Фудзиюки замолчал, потом хотел что-то добавить, но его прервал паровозный гудок. Пора было прощаться.
* * *
Уезжая в Харбин, Спиридонов опасался относительно своего статуса – как-никак он попал в японский плен и оставался там без малого год. К его удивлению, этот факт ему ничуть не повредил, даже наоборот. Причина такого странного положения вещей отыскалась довольно быстро – Фудзиюки поспособствовал и еще в самом начале их общения передал по линии Международного Красного Креста, где у него были давние знакомства, информацию об обстоятельствах пленения поручика Виктора Спиридонова. Так что в Харбине его встречали едва ли не как героя. Отчасти помогло и то, что незадолго до освобождения он подхватил какую-то лихорадку, уложившую его в постель на две недели, что неудивительно – хоть уроки Фудзиюки и укрепили его физически, последствия контузии нет-нет да и давали о себе знать. После лихорадки у него болели суставы и ныли раны, так что ходить ему первое время после болезни приходилось, опираясь на палочку. И весьма кстати, если можно так сказать. У военной разведки никаких вопросов к нему не было, даром что свое сотрудничество с госпитальными властями он утаивать не собирался, да и вообще это было секретом Полишинеля, ведь он помогал Фудзиюки в его работе с больными и ранеными военнопленными. Как бы то ни было, Виктор получил за все время пребывания в плену жалованье и издержки, а также билет в классный вагон поезда, вывозившего из бывшей русской столицы Маньчжурии последних военнопленных. Классный вагон шел полупустым, и соседом по купе Спиридонова оказался только один человек, пожилой ротмистр со следами вездесущей оспы на лице и паршивым характером. Ротмистр был настроен нигилистически – с особым тщанием крыл матом начальство от Стесселя до самого Государя Императора, доставалось от него и японцам. В плен бедняга попал в полном здравии и оспу подхватил уже там, да так удачно, что его даже соборовали. Кстати, единственные, для кого в своей мизантропии ротмистр делал исключение, были православные священники и японские врачи – первые не гнушались, по мере возможности, ухаживать за больными в госпиталях, без оглядки на инфекционность; вторые его буквально чудом выходили, да еще и вырвали годами мучавшие ротмистра коренные зубы. Ротмистр смолил махорку почище Спиридонова, который после расставания с Фудзиюки, бывшим для него источником французских папирос, тоже вынужден был перейти на самосад, поскольку по пути следования разбитой армии найти какое бы то ни было внятное курево было практически невозможно.

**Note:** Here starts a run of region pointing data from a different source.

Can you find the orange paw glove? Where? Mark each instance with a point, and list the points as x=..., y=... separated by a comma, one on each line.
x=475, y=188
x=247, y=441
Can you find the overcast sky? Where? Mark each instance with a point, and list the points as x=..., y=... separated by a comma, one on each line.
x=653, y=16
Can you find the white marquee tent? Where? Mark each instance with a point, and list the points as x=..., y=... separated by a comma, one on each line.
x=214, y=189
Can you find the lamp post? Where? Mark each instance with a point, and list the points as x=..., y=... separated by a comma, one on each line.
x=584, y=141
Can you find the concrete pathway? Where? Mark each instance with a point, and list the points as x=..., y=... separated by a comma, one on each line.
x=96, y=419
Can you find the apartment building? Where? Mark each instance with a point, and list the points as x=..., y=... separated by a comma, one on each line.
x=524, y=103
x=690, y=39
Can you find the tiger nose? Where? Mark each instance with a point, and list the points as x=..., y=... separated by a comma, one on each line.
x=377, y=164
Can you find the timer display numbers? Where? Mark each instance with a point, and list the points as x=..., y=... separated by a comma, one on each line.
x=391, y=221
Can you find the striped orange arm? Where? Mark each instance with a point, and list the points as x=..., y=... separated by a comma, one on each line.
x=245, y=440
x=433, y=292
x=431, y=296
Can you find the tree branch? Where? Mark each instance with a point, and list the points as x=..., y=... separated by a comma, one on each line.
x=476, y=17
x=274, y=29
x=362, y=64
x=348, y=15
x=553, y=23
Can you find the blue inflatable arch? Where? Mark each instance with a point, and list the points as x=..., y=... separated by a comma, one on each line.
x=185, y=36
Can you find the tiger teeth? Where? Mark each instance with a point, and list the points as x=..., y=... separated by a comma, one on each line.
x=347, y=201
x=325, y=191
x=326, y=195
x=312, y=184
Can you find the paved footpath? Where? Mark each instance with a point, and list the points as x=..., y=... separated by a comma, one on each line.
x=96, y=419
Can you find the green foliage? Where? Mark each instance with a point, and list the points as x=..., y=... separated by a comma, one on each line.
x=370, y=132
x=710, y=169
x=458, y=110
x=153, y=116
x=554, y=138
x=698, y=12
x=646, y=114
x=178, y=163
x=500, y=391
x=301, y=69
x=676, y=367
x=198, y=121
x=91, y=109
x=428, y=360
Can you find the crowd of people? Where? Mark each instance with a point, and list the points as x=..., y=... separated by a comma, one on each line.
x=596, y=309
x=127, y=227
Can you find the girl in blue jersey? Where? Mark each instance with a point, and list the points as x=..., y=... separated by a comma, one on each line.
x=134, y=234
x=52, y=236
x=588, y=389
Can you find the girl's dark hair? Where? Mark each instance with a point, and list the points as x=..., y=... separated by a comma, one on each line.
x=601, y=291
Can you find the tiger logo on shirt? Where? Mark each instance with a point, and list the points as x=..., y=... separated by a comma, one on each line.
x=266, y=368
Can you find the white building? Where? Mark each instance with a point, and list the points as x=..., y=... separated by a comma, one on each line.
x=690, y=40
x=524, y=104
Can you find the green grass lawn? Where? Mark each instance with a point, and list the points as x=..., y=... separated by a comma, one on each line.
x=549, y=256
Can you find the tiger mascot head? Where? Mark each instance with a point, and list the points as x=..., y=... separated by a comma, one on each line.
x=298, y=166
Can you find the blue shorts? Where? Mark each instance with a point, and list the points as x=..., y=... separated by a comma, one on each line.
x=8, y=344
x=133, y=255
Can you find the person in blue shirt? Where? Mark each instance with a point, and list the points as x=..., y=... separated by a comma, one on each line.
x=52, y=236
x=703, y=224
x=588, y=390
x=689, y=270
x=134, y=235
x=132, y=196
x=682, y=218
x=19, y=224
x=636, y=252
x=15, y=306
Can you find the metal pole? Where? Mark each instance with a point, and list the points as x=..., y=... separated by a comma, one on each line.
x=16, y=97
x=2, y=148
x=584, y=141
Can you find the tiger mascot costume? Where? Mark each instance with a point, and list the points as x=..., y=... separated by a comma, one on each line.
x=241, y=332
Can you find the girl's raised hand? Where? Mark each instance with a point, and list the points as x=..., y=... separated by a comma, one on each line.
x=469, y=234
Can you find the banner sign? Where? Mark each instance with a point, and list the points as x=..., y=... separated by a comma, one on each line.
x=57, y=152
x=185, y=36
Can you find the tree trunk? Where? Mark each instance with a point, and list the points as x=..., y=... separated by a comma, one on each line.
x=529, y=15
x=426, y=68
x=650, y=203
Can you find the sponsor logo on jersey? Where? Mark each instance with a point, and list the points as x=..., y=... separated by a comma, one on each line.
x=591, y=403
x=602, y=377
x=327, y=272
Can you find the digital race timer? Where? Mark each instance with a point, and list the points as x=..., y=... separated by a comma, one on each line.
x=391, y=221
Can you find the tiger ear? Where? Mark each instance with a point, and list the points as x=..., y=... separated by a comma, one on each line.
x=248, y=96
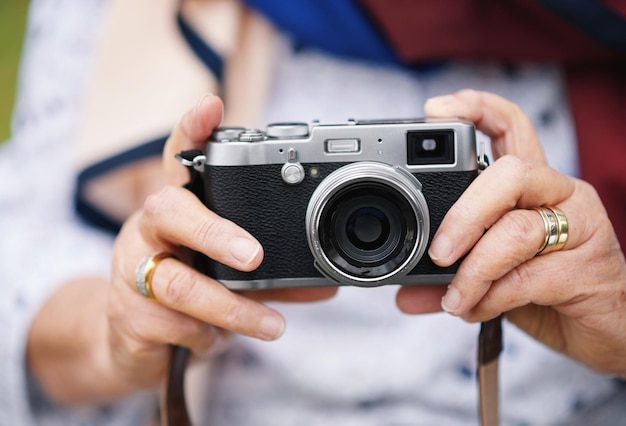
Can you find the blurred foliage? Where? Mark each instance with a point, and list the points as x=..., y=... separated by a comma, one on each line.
x=12, y=26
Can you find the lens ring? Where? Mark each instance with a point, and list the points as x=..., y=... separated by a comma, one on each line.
x=406, y=190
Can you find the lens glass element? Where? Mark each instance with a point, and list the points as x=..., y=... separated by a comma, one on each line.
x=367, y=229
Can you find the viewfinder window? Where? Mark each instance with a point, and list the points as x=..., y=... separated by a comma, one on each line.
x=430, y=147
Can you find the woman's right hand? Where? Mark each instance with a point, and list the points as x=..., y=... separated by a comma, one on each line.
x=191, y=309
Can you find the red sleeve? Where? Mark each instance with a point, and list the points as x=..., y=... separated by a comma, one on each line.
x=483, y=29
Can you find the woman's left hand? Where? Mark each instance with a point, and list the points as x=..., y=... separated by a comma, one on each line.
x=574, y=299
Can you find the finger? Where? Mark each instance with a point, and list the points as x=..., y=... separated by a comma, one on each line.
x=292, y=294
x=153, y=322
x=175, y=217
x=420, y=299
x=509, y=183
x=191, y=132
x=510, y=130
x=512, y=240
x=183, y=289
x=502, y=271
x=542, y=281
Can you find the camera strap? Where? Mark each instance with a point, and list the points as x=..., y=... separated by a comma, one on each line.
x=489, y=348
x=174, y=409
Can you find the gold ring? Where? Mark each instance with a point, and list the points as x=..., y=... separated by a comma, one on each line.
x=144, y=272
x=556, y=229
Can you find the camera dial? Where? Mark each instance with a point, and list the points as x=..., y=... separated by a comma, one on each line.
x=287, y=130
x=367, y=224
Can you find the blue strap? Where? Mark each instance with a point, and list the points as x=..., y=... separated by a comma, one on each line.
x=337, y=26
x=203, y=51
x=90, y=212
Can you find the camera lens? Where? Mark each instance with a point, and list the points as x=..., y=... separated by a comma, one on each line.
x=367, y=224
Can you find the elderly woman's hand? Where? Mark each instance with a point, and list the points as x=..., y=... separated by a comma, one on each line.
x=574, y=299
x=191, y=309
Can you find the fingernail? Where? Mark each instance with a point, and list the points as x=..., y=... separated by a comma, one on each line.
x=440, y=248
x=244, y=249
x=271, y=327
x=451, y=300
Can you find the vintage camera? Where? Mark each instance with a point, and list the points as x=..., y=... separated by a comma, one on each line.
x=337, y=204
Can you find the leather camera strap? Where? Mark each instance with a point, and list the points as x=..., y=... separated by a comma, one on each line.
x=174, y=410
x=489, y=348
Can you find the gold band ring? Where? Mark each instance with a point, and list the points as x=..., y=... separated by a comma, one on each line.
x=144, y=272
x=556, y=229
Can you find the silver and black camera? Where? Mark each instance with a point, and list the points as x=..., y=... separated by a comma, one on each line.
x=343, y=204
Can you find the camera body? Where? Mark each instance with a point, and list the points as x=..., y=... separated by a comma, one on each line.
x=338, y=204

Ротмистр сошел с поезда в Чите, где собиралась его часть; путь Спиридонова лежал дальше, в Первопрестольную. В Новониколаевске в его купе подсел некий чиновник, попытавшийся было рассказывать Спиридонову фантасмагорические версии о том, что Рожественского разгромил союзный англо-французский флот, но тот только заметил, что это совершенно не важно и сейчас следует думать не о том, кто виноват, а о том, что делать дальше. Чиновник еще пару раз пытался втянуть Спиридонова в разговор, но ему это не удалось: в отсутствие Фудзиюки на Виктора навалилась какая-то меланхолическая апатия, и он проводил время, разглядывая однообразные заоконные пейзажи и травя попутчика дешевой махоркой. Когда поезд прибыл в Москву, тот, вероятно, был просто счастлив, а воздух столицы против атмосферы, царившей в спиридоновском купе, должен был показаться ему чистым, как в горах Кавказа.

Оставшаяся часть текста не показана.